TVアニメ「死亡遊戯で飯を食う。」上野壮大×小沼則義 “魂の置き所”を共有した2人が語る、とあるいかれた世界の話

1月7日に放送・配信が開始されるや否や、大きな注目を集めるようになったTVアニメ「死亡遊戯で飯を食う。」。第1話放送時にSNSでトレンドに上がった“防腐処理”という肉体改造の要素や、少女たちが死と隣り合わせのゲームに挑み、協力し、あるいは裏切りの果てに行き着く最後の姿が話題になっている。
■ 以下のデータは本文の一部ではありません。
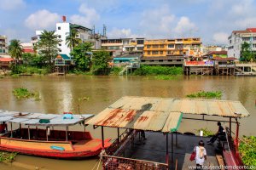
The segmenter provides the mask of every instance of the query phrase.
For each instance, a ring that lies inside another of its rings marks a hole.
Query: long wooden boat
[[[0,150],[62,159],[97,156],[110,139],[102,142],[85,131],[84,121],[91,116],[0,110]],[[68,130],[79,123],[84,132]]]

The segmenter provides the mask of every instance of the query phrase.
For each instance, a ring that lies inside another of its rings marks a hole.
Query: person
[[[194,151],[195,151],[195,163],[196,169],[202,169],[205,160],[207,160],[207,150],[204,147],[205,143],[202,140],[200,140],[198,146],[195,146]]]
[[[214,136],[212,136],[211,138],[211,139],[209,141],[207,141],[207,144],[213,144],[213,143],[215,142],[215,140],[218,139],[218,137],[224,135],[224,128],[221,126],[221,123],[218,122],[217,123],[217,125],[218,126],[218,132],[214,134]]]

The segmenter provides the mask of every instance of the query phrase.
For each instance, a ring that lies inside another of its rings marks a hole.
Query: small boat
[[[102,142],[85,131],[84,121],[93,116],[0,110],[0,150],[61,159],[97,156],[111,144],[110,139]],[[77,124],[84,132],[68,130]]]

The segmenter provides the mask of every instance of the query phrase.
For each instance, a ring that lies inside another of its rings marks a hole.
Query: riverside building
[[[251,50],[256,53],[256,28],[232,31],[229,37],[228,57],[240,59],[241,48],[244,42],[248,42]]]
[[[189,55],[201,55],[201,38],[146,40],[141,63],[151,65],[182,65],[184,57]]]

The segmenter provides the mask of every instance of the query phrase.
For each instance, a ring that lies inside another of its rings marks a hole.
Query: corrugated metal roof
[[[182,114],[249,116],[239,101],[126,96],[86,124],[167,133],[177,129]]]
[[[93,116],[92,114],[73,115],[73,119],[64,119],[61,114],[42,114],[0,110],[0,122],[22,123],[30,126],[69,126]],[[49,123],[40,123],[40,119],[49,119]]]

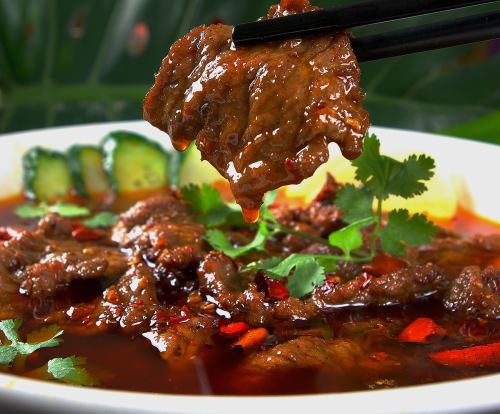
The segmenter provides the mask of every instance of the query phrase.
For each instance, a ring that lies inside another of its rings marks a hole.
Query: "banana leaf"
[[[255,20],[271,4],[0,0],[0,132],[139,119],[153,74],[177,38],[203,23]],[[442,16],[406,19],[388,27],[437,18]],[[485,42],[363,64],[372,123],[500,143],[500,54],[494,50],[494,42]]]

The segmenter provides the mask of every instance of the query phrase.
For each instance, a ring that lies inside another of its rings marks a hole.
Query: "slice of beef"
[[[380,277],[361,274],[339,283],[326,282],[310,298],[266,299],[255,283],[242,285],[236,264],[222,253],[210,253],[198,269],[203,293],[223,309],[251,325],[273,325],[314,319],[323,312],[346,306],[404,305],[442,294],[449,280],[434,265],[410,265]]]
[[[73,280],[115,278],[127,261],[117,248],[101,242],[79,242],[71,223],[59,216],[42,218],[35,231],[18,231],[0,245],[0,263],[20,291],[44,298]]]
[[[410,265],[380,277],[360,275],[345,283],[326,283],[313,292],[323,310],[357,305],[408,304],[443,292],[448,279],[432,264]]]
[[[447,309],[469,318],[500,318],[500,268],[466,267],[445,297]]]
[[[202,257],[204,227],[173,195],[140,201],[120,216],[112,239],[165,268],[196,266]]]
[[[213,345],[218,320],[207,315],[189,317],[166,328],[153,329],[143,334],[160,351],[161,357],[171,364],[182,364],[203,349]]]
[[[283,1],[267,18],[313,10]],[[144,100],[144,119],[229,180],[236,201],[311,176],[328,144],[356,158],[368,128],[360,70],[347,33],[232,47],[232,27],[200,26],[174,43]]]
[[[138,261],[103,292],[93,323],[118,324],[124,331],[140,332],[149,327],[151,318],[160,309],[153,272]]]
[[[341,374],[355,369],[362,355],[360,346],[347,339],[325,340],[301,336],[248,356],[242,362],[241,369],[244,372],[262,374],[292,369],[314,369]]]
[[[198,282],[203,293],[250,325],[310,320],[318,315],[310,300],[290,297],[278,302],[267,301],[255,283],[244,283],[236,264],[222,253],[211,252],[205,257],[198,269]]]
[[[218,319],[212,316],[161,304],[153,269],[140,259],[133,260],[126,274],[93,306],[75,306],[65,315],[55,319],[53,315],[50,321],[84,334],[109,329],[141,334],[172,363],[185,362],[210,346],[218,326]]]
[[[454,279],[467,266],[486,267],[495,262],[500,257],[500,237],[462,238],[446,234],[409,254],[419,263],[434,263]]]

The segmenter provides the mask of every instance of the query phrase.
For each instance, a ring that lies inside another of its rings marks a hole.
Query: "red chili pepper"
[[[375,256],[370,263],[364,265],[363,270],[374,276],[382,276],[403,269],[406,266],[407,264],[404,260],[389,256],[388,254],[380,254]]]
[[[232,322],[227,325],[221,325],[219,333],[228,338],[234,338],[245,333],[249,328],[245,322]]]
[[[500,342],[431,354],[431,359],[453,368],[500,368]]]
[[[446,335],[446,331],[430,318],[417,318],[399,334],[400,342],[426,343]]]
[[[0,240],[10,240],[17,232],[10,227],[0,227]]]
[[[168,318],[168,323],[176,324],[179,322],[187,321],[189,319],[190,313],[191,313],[191,311],[189,310],[189,308],[186,305],[184,305],[181,308],[181,315],[180,316],[171,316],[170,318]]]
[[[267,279],[267,290],[269,292],[269,299],[271,300],[283,300],[290,296],[287,287],[283,282]]]
[[[84,226],[82,224],[77,224],[73,226],[73,231],[71,232],[73,238],[78,241],[92,241],[102,239],[103,233],[94,230],[90,227]]]
[[[372,352],[370,354],[370,358],[374,359],[375,361],[385,361],[387,359],[387,353],[385,352]]]
[[[366,289],[370,285],[370,283],[372,282],[372,279],[373,279],[373,275],[366,273],[366,272],[363,272],[358,276],[357,282],[359,283],[359,287],[361,289]]]
[[[233,348],[242,348],[244,351],[256,349],[265,342],[268,335],[266,328],[250,329],[233,344]]]
[[[500,257],[495,257],[488,262],[489,266],[500,267]]]

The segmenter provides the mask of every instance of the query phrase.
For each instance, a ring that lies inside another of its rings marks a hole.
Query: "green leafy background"
[[[0,0],[0,132],[140,118],[153,73],[176,38],[215,19],[254,20],[270,4]],[[495,48],[498,42],[484,42],[363,64],[372,122],[500,143],[500,54]]]

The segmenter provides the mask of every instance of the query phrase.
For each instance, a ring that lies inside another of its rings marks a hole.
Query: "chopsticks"
[[[354,38],[358,61],[383,59],[482,40],[500,38],[500,12]]]
[[[241,24],[235,26],[233,30],[233,42],[236,46],[242,46],[259,41],[335,32],[496,1],[498,0],[371,0],[349,6]],[[482,14],[354,39],[353,47],[360,61],[381,59],[494,39],[500,36],[499,26],[496,13]]]

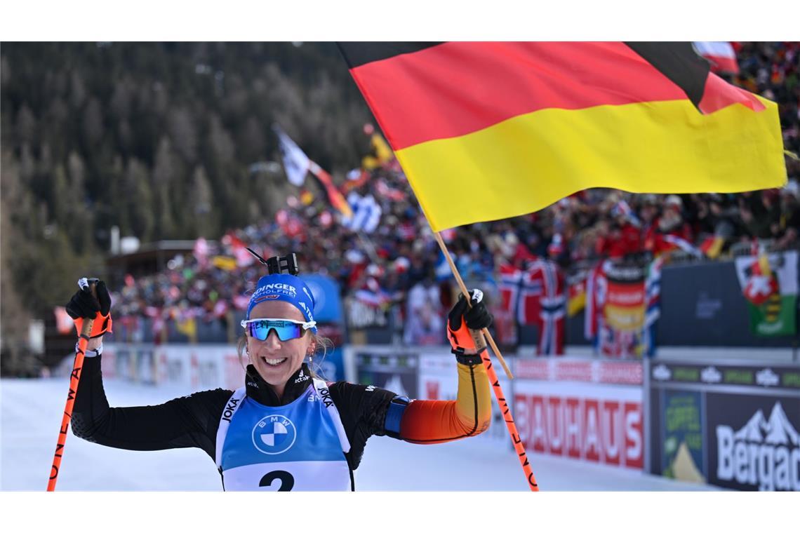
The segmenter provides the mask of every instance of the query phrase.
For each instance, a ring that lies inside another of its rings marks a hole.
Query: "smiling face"
[[[250,320],[258,318],[290,319],[305,322],[306,319],[289,302],[280,300],[264,301],[250,312]],[[256,371],[266,383],[272,385],[278,396],[292,374],[300,369],[303,358],[313,350],[313,336],[304,332],[299,339],[281,340],[274,330],[270,331],[266,340],[247,336],[247,351]]]

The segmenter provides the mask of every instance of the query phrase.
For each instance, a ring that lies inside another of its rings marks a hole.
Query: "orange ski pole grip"
[[[97,297],[94,284],[90,285],[92,296]],[[70,392],[66,395],[66,404],[64,407],[64,416],[61,420],[61,428],[58,431],[58,441],[55,445],[55,455],[53,455],[53,466],[50,467],[50,480],[47,482],[47,491],[55,490],[55,482],[58,479],[58,471],[61,468],[61,459],[64,454],[64,445],[66,443],[66,432],[70,428],[70,420],[72,419],[72,408],[75,404],[75,396],[78,394],[78,384],[81,380],[81,368],[83,367],[83,354],[86,352],[89,344],[89,336],[94,324],[94,319],[88,318],[83,320],[81,335],[78,338],[78,351],[75,352],[75,361],[72,365],[72,373],[70,375]]]

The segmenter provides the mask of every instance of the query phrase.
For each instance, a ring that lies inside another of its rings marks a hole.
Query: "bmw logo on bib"
[[[253,444],[268,455],[277,455],[290,448],[297,436],[294,424],[282,415],[265,416],[253,428]]]

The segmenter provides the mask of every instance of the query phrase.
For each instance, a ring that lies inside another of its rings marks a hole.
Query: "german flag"
[[[690,42],[340,43],[434,231],[577,191],[786,181],[774,102]]]

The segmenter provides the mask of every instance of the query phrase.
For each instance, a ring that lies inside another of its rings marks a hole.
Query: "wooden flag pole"
[[[461,279],[461,274],[458,273],[458,269],[456,268],[455,263],[453,262],[453,258],[450,257],[450,252],[447,250],[447,246],[445,245],[445,241],[442,240],[442,236],[439,235],[438,232],[434,232],[434,237],[436,237],[436,242],[439,243],[439,248],[442,249],[442,253],[445,254],[445,259],[447,260],[447,264],[450,265],[450,270],[453,271],[453,275],[455,276],[455,280],[458,283],[458,287],[461,288],[461,292],[463,292],[464,297],[466,298],[466,301],[470,302],[470,291],[466,290],[466,285],[464,284],[464,280]],[[472,307],[472,305],[470,304],[470,307]],[[489,340],[489,345],[492,347],[494,355],[497,356],[503,370],[506,371],[506,376],[508,376],[509,380],[513,380],[514,375],[511,373],[511,371],[509,370],[508,365],[506,364],[506,360],[502,358],[502,354],[500,353],[500,348],[498,348],[498,345],[494,344],[494,339],[492,338],[491,334],[489,332],[489,329],[484,328],[481,330],[481,332],[483,333],[486,339]],[[478,336],[480,337],[479,335]],[[481,338],[479,341],[478,339],[475,339],[475,346],[478,349],[485,344],[486,342],[482,338]]]
[[[450,252],[447,251],[447,247],[445,246],[445,242],[442,240],[442,236],[439,235],[438,232],[434,232],[434,235],[436,237],[436,241],[439,243],[439,247],[445,254],[445,257],[447,258],[447,262],[453,270],[453,275],[455,276],[455,279],[458,282],[462,292],[464,292],[464,297],[466,298],[466,301],[469,304],[470,301],[470,293],[466,290],[466,286],[464,284],[463,280],[461,279],[461,275],[458,274],[458,270],[456,268],[455,264],[450,257]],[[482,337],[483,335],[486,336],[486,338],[491,343],[492,349],[494,350],[494,355],[500,360],[503,368],[506,370],[506,375],[508,376],[510,380],[513,380],[514,376],[511,375],[511,372],[506,365],[506,361],[503,360],[502,356],[500,355],[500,351],[494,344],[494,340],[489,334],[489,330],[486,328],[480,332],[470,329],[470,332],[472,333],[473,339],[475,341],[475,347],[478,350],[486,346]],[[500,406],[500,410],[502,412],[502,418],[506,422],[506,428],[508,429],[508,434],[511,437],[511,444],[514,445],[514,449],[517,452],[517,457],[519,459],[519,463],[525,472],[525,478],[528,481],[528,487],[534,492],[538,492],[539,486],[536,483],[536,476],[534,475],[534,471],[530,467],[530,461],[528,460],[528,454],[525,451],[525,445],[522,444],[522,440],[519,437],[519,432],[517,431],[517,424],[514,424],[514,416],[511,416],[511,409],[509,408],[508,402],[506,400],[506,394],[502,392],[502,388],[500,387],[500,381],[498,380],[497,372],[494,372],[494,368],[492,367],[491,360],[489,358],[489,350],[483,351],[481,354],[481,360],[483,362],[483,367],[486,369],[486,376],[489,377],[489,382],[492,384],[492,391],[494,392],[494,397],[497,399],[498,405]]]

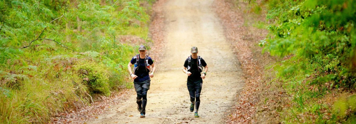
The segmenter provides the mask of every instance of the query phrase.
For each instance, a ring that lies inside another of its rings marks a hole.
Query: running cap
[[[146,47],[143,46],[143,45],[140,45],[140,47],[138,47],[138,50],[146,50]]]
[[[196,46],[193,46],[190,49],[190,51],[192,53],[197,53],[198,52],[198,48]]]

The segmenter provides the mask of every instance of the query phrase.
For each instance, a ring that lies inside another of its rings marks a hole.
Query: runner
[[[203,79],[205,78],[208,72],[208,66],[204,60],[198,56],[198,48],[196,46],[192,47],[190,49],[192,55],[188,57],[184,63],[183,72],[188,75],[187,85],[190,97],[190,112],[194,111],[194,105],[195,105],[195,111],[194,113],[195,117],[199,118],[198,109],[200,105],[200,93],[203,85]],[[202,74],[203,67],[204,72]],[[194,101],[195,102],[194,102]]]
[[[151,57],[146,55],[146,47],[143,45],[140,46],[138,52],[140,54],[132,57],[127,67],[130,76],[134,79],[134,85],[137,94],[137,110],[140,112],[141,118],[146,117],[146,108],[147,104],[147,92],[150,89],[151,82],[150,77],[153,78],[156,67]],[[131,71],[131,66],[134,65],[134,73]],[[150,66],[152,67],[151,71]],[[151,74],[149,74],[150,72]]]

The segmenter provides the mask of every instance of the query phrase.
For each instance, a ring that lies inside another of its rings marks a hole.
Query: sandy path
[[[151,79],[146,118],[140,118],[135,95],[87,123],[224,123],[225,112],[234,103],[243,81],[238,61],[210,8],[213,1],[169,0],[165,4],[166,52]],[[193,46],[198,47],[198,55],[209,67],[200,95],[200,118],[189,111],[187,76],[181,71]]]

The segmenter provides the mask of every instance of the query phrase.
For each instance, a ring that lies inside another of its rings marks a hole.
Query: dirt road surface
[[[145,118],[140,118],[136,95],[133,95],[111,107],[107,114],[87,123],[225,123],[226,112],[234,103],[243,80],[238,61],[211,8],[213,1],[169,0],[165,4],[166,52],[151,79]],[[198,55],[209,67],[203,80],[199,118],[189,111],[187,76],[182,71],[193,46],[198,47]]]

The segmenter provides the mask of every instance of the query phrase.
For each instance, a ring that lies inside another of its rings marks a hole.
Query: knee
[[[143,94],[142,95],[142,97],[143,98],[147,98],[147,94]]]
[[[200,95],[199,94],[196,95],[195,99],[196,99],[197,100],[200,100]]]
[[[190,102],[194,102],[194,101],[195,100],[195,98],[194,98],[190,97]]]

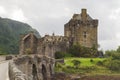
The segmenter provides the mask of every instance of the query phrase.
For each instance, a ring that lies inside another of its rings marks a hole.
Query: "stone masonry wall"
[[[13,61],[9,63],[9,78],[10,80],[30,80],[28,77],[20,71]]]

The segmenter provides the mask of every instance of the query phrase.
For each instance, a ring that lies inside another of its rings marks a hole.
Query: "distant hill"
[[[28,24],[0,17],[0,54],[18,53],[20,35],[31,31],[40,37],[39,33]]]

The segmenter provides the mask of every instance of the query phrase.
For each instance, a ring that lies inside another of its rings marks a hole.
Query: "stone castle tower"
[[[64,26],[64,36],[72,38],[73,44],[97,48],[98,20],[92,19],[86,9],[81,14],[74,14],[72,19]]]

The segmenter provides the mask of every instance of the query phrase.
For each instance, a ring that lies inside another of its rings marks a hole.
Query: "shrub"
[[[94,62],[93,59],[90,59],[90,62]]]
[[[55,52],[55,59],[61,59],[65,57],[65,52]]]
[[[72,60],[72,63],[76,68],[78,68],[81,62],[79,60]]]
[[[120,71],[120,61],[119,60],[112,60],[108,64],[108,68],[113,71]]]

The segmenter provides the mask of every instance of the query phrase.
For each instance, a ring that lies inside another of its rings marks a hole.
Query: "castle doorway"
[[[42,65],[42,75],[43,75],[43,80],[47,80],[47,71],[44,65]]]
[[[33,64],[33,66],[32,66],[32,75],[33,75],[33,80],[38,80],[37,68],[36,68],[35,64]]]

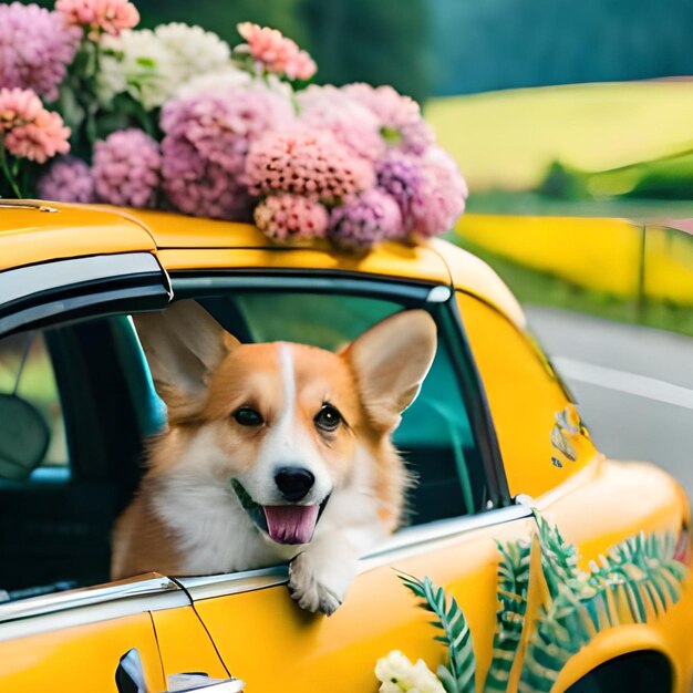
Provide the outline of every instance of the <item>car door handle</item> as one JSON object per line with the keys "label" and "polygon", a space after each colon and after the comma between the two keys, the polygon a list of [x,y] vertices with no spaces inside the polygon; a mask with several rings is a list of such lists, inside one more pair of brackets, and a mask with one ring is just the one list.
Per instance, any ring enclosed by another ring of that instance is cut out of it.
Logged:
{"label": "car door handle", "polygon": [[[173,684],[173,685],[172,685]],[[178,687],[178,685],[185,687]],[[241,693],[246,684],[240,679],[210,679],[206,674],[174,674],[168,676],[166,693]]]}
{"label": "car door handle", "polygon": [[[182,673],[168,676],[165,693],[241,693],[246,684],[240,679],[211,679],[205,673]],[[142,659],[137,648],[128,650],[115,670],[115,686],[118,693],[152,693],[147,689]]]}

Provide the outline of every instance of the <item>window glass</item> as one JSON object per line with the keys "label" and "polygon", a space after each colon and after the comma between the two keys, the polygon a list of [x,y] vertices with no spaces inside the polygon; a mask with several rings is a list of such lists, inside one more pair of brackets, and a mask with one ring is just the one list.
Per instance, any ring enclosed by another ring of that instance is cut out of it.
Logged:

「このライトノベルがすごい!2024」で新作1位、文庫部門2位を獲得した原作を映像化したのはスタジオディーン。監督は同スタジオによるTVアニメ「義妹生活」で監督デビューを飾った上野壮大が務める。また「義妹生活」の制作で中核を担った複数のスタッフが、「死亡遊戯で飯を食う。」の制作現場にも参加。今回上野監督と対談した音響監督の小沼則義もその1人だ。

小沼のひと言で打ち解けたという2人の出会い、「死亡遊戯で飯を食う。」を作るうえで貫かれた矜持、希死念慮に似た感覚から生まれた特徴的なオープニングテーマやキャスティングへのこだわり、そして本日より放送される最終エピソード《キャンドルウッズ》制作の裏話など、ネタバレも含めてたっぷりと語ってもらった。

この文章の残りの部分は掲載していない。